General limitations of OpenCL

You mentioned that Aparapi has some limitations. But in most cases, these are not limitations of Aparapi, but of OpenCL in general!.

Exceptions:

Aparapi tries to automatically translate Java code to OpenCL, which frees the developer from the burden of learning OpenCL. This can have many advantages, but it can not overcome the limitations of OpenCL. So some Java language constructs simply cannot be translated to OpenCL. For example: When OpenCL accesses an array out of bounds, it simply cannot "throw an IndexOutOfBoundsException". Instead, it will (in the best case) produce an error code, or (in the worst case) crash the whole program painfully.

Note that Aparapi at least offers the option to switch to a „pure Java mode“ for debugging, and then (AFAIK), you will receive an IndexOutOfBoundsException, and can at least derive where the error comes from.
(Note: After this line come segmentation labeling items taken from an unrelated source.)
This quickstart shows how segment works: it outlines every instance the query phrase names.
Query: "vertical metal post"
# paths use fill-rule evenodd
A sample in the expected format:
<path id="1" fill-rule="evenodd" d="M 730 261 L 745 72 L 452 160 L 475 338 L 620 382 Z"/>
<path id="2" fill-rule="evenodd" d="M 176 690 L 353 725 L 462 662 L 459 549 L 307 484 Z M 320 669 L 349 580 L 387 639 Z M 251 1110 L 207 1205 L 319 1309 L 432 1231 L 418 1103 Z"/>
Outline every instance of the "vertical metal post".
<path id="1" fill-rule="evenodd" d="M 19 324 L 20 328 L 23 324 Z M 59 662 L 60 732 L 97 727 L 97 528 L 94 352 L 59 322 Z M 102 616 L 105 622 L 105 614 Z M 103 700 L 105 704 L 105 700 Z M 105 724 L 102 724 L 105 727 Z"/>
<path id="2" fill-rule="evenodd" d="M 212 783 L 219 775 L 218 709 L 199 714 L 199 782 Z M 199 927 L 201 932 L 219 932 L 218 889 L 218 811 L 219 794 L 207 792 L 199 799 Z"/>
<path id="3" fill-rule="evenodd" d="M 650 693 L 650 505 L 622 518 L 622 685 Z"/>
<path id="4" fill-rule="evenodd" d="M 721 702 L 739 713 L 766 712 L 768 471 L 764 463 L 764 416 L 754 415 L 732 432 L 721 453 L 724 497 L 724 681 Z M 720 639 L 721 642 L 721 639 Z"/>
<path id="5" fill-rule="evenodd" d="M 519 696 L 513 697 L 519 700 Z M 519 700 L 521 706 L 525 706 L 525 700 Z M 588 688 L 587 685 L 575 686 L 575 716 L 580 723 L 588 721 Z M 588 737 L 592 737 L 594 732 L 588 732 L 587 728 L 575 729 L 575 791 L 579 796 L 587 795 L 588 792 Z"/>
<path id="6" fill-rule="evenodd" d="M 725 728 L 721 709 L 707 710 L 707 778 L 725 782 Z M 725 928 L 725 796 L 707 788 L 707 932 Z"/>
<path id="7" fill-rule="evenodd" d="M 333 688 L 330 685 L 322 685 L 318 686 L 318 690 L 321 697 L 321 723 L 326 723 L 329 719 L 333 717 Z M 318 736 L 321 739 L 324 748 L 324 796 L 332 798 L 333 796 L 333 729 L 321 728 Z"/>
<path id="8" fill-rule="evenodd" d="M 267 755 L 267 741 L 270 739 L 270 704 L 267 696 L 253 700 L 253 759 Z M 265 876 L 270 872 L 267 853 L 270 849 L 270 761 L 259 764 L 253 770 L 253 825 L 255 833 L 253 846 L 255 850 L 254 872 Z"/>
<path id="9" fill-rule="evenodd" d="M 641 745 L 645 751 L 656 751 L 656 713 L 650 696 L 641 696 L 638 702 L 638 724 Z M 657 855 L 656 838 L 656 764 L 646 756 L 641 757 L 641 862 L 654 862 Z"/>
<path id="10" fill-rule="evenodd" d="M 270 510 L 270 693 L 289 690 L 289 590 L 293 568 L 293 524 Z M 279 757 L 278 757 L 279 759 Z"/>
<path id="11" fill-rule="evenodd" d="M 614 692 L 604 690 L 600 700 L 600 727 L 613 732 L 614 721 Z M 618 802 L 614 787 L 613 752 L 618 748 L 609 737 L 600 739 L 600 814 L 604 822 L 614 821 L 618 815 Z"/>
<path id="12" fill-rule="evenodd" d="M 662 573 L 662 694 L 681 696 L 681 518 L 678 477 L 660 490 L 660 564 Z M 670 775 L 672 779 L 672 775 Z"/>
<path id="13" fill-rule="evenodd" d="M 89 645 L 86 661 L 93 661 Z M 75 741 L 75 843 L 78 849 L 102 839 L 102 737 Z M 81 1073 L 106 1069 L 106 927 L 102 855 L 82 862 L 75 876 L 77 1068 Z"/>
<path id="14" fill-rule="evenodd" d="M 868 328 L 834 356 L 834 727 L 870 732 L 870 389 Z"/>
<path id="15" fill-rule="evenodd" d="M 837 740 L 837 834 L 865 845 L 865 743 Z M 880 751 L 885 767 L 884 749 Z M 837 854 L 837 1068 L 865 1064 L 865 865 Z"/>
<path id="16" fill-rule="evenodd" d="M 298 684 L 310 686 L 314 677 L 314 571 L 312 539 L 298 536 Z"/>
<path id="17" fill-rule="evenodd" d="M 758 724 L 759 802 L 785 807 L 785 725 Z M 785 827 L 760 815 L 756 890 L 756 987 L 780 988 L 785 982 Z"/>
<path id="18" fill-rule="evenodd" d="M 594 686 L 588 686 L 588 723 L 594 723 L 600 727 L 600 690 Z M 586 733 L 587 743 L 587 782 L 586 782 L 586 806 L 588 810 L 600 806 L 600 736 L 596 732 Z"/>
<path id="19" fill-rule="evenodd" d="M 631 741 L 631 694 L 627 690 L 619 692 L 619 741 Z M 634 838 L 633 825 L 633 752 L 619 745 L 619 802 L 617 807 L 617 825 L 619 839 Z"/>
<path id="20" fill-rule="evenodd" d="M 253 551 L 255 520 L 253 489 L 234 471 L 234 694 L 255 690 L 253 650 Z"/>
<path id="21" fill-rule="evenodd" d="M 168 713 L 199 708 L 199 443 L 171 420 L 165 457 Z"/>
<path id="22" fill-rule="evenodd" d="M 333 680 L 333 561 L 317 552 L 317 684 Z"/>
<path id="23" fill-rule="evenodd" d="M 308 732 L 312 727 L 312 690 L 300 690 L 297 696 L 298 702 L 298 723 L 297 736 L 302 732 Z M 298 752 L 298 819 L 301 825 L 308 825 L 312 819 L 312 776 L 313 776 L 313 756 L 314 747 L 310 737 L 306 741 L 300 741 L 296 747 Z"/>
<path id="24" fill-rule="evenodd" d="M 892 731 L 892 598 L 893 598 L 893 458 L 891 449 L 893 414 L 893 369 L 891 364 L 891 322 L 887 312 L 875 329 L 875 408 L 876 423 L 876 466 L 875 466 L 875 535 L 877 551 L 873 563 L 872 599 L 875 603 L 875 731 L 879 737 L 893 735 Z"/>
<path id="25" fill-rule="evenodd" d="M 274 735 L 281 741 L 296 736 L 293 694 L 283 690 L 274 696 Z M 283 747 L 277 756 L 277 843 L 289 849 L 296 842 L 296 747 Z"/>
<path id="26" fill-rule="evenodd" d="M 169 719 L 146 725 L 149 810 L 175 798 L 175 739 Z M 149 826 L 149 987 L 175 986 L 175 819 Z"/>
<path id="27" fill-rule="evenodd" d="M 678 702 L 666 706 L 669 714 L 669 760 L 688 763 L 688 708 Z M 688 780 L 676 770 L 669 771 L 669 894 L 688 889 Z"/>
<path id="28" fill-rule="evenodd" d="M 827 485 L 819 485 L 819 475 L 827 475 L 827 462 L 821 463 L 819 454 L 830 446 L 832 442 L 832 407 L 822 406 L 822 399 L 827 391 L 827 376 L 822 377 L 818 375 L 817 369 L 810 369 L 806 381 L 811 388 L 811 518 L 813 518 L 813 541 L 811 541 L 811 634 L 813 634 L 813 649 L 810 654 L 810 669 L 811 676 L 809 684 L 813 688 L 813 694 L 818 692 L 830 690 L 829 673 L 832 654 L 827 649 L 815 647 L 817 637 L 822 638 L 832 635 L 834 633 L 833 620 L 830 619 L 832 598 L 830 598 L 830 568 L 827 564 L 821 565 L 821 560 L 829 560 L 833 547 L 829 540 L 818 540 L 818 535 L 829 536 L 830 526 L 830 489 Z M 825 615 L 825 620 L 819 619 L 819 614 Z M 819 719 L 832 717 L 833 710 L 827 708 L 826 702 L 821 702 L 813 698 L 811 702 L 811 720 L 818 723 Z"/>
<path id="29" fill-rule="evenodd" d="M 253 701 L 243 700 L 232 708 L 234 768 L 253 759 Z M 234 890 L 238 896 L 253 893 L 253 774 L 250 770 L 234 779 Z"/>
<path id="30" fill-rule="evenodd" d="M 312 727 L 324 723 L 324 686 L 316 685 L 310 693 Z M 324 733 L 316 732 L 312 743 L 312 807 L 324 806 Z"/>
You will have this problem with any library that uses OpenCL - and even if you program OpenCL directly in C/C++. Debugging OpenCL is really painful, and you’ll quickly become very diligent about checking your code twice before running it. (In C/C++, there are some debugging tools, e.g. gDEBugger. But these do not nicely integrate with any Java binding).

2D arrays:

It may sound surprising, but OpenCL does not have a concept for „multidimensional arrays“. It only knows cl_mem objects, which are basically large, raw, untyped chunks of memory, and you can do with them whatever you want. In general, when you want to model something like a 2D array, you have to map the 2D coordinates to a 1D array index. In many cases, this is straightforward. Instead of using a 2D array like
float array[][] = new float[sizeX][sizeY];
you create an 1D array
float array[] = new float[sizeX*sizeY];.
When you pass the corresponding cl_mem object to a 2D kernel, you can access the individual „2D“ array elements by computing the 1D index:


__kernel void someKernel(
    __global float *data, 
    const int sizeX,
    const int sizeY)
{
    int x = get_global_id(0);
    int y = get_global_id(1);
    int index = x + y * sizeX;
    float element = data[index]; // Access element [x][y] ...
    ...
}

Sparse Matrix-Vector Operations

Implementing sparse matrix-vector operations on the GPU is rather tricky, and there is still quite some research going on, to squeeze out as much performance as possible. When you „naively“ implement this on your own, it is unlikely that you will achieve a good speedup compared to some well-optimized, pure Java library.

However, people have invested some work in that already. The clMathLibraries (originally initiated by AMD) contain clSPARSE, which offers some sparse matrix-vector functionality.

I’m currently in the process of preparing Java bindings for clBLAS, to be used together with JOCL. Of course, this would only be the first step, and bindings for the other libraries (namely, clSPARSE) would follow soon. But at the moment, I’m doing some internal restructuring (among dozens of other things on my TODO list), so I can not give a definite date of when these will be available.